Wednesday, October 09, 2013

Solitary Confinement: An Exemplum of Cruel & Unusual Punishment

The Story:
Los Angeles Times, October 8, 2013
By Elaine Woo

For most of the past 41 years, Herman Wallace was allowed to leave his 6-by-9-foot Louisiana prison cell for only an hour a day a few times a week. He foresaw no end to the hours and days of his solitary confinement. Convicted in the fatal 1972 stabbing of a prison guard, Wallace maintained his innocence and used his time behind bars to draw attention to abusive prison conditions.
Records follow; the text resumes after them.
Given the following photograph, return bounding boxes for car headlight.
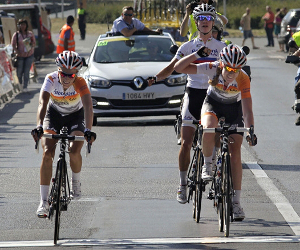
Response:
[166,74,187,86]
[86,76,111,88]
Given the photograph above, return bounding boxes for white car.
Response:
[81,34,187,125]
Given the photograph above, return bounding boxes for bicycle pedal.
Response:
[60,205,68,211]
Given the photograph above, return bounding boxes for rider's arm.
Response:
[174,53,198,74]
[148,57,178,86]
[156,57,178,81]
[242,97,254,128]
[36,91,50,126]
[81,94,93,130]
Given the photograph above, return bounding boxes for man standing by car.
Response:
[262,6,275,47]
[111,6,161,36]
[56,16,75,54]
[78,3,87,40]
[148,4,226,204]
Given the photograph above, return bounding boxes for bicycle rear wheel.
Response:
[194,148,205,223]
[223,153,232,237]
[54,159,65,245]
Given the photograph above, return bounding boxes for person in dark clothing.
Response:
[78,3,87,40]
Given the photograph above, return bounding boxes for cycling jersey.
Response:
[41,71,90,115]
[197,62,251,104]
[175,37,226,89]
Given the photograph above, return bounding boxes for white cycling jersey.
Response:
[175,37,226,89]
[41,71,90,115]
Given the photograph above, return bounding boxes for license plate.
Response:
[123,93,155,100]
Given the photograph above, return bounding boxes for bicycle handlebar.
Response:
[35,134,91,157]
[43,134,85,141]
[182,120,254,134]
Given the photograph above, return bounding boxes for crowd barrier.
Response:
[0,45,21,104]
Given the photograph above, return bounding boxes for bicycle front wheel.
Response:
[54,159,65,245]
[222,153,233,237]
[194,149,205,223]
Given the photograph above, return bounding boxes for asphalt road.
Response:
[0,36,300,250]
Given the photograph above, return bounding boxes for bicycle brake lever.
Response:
[34,140,40,154]
[85,142,91,157]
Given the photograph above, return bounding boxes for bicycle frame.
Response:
[43,127,85,244]
[183,118,254,237]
His legal appeals brought his freedom last week when a federal judge in Baton Rouge ruled his indictment had been unconstitutional because the grand jury excluded women.

Wallace had only a few days to savor the victory.

One of the ‘Angola 3,’ whose long-term solitary confinement at Louisiana State Penitentiary in Angola became a cause celebre for prison reform advocates, Wallace died of complications of liver cancer Friday in New Orleans, his attorneys said. He was 71.

He had left solitary confinement for a prison hospital ward in June after the cancer was diagnosed. It took two orders from the federal judge and a threat of contempt before prison officials released him Oct. 1. ‘He didn’t say a lot. He was exhausted,’ said Ashley Wennerstrom, a friend of Wallace’s who was waiting for him when he got out. ‘We told him he was free. He nodded and he knew.’

Wallace was never told that the day before he died a grand jury in West Feliciana Parish, north of Baton Rouge, had re-indicted him in the prison guard’s death. ‘Everybody says why indict a man who is about to die?’ Dist. Atty. Sam D’Aquilla said in an interview Tuesday. ‘Because he was a murderer.’

Wallace entered the Angola prison in 1971 after a conviction for armed robbery. He was sent to solitary confinement in 1972 after he and two other inmates were accused of killing Brent Miller, a corrections officer. Of the three, two were convicted: Albert Woodfox in 1973 and Wallace in 1974. Their convictions were largely based on witness testimony from other prisoners, including a repeat rapist who was later found to have helped the prosecution in exchange for a reduced charge.

For nearly every hour of every day for four decades, Wallace and Woodfox were held in separate closet-sized cells. Their contact with the outside world was limited to occasional visits and phone calls. A few times a week they were allowed outdoors to exercise in a narrow pen. [….]

Wallace filled his waking hours with reading and correspondence. With Woodfox and a third inmate in solitary confinement, Robert King, he also organized a chapter of the Black Panthers, the black nationalist group, and began mobilizing other African American inmates against brutal conditions inside Angola, including rampant prison rapes. The Angola 3, as they came to be known, maintained that they were kept in solitary as payback for their political activities. Of the Angola 3, Woodfox remains in solitary. King was the most fortunate: He spent only 29 years in isolation. After his release from prison in 2001, he spoke out publicly about the need for prison reform…. [….]

Wallace spent his final days at the home of Wennerstrom and her husband, Will Veatch, where dozens of friends and family made sure he was never without company. ‘He was in and out of consciousness,’ Wennerstrom said, ‘but he was able to speak a few words. The last thing he said before he died was, “I love you all.”’

Moral & Legal Context:

The Eighth Amendment to the U.S. Constitution:

“Excessive bail shall not be required, nor excessive fines imposed, nor cruel and unusual punishments inflicted.” [emphasis added]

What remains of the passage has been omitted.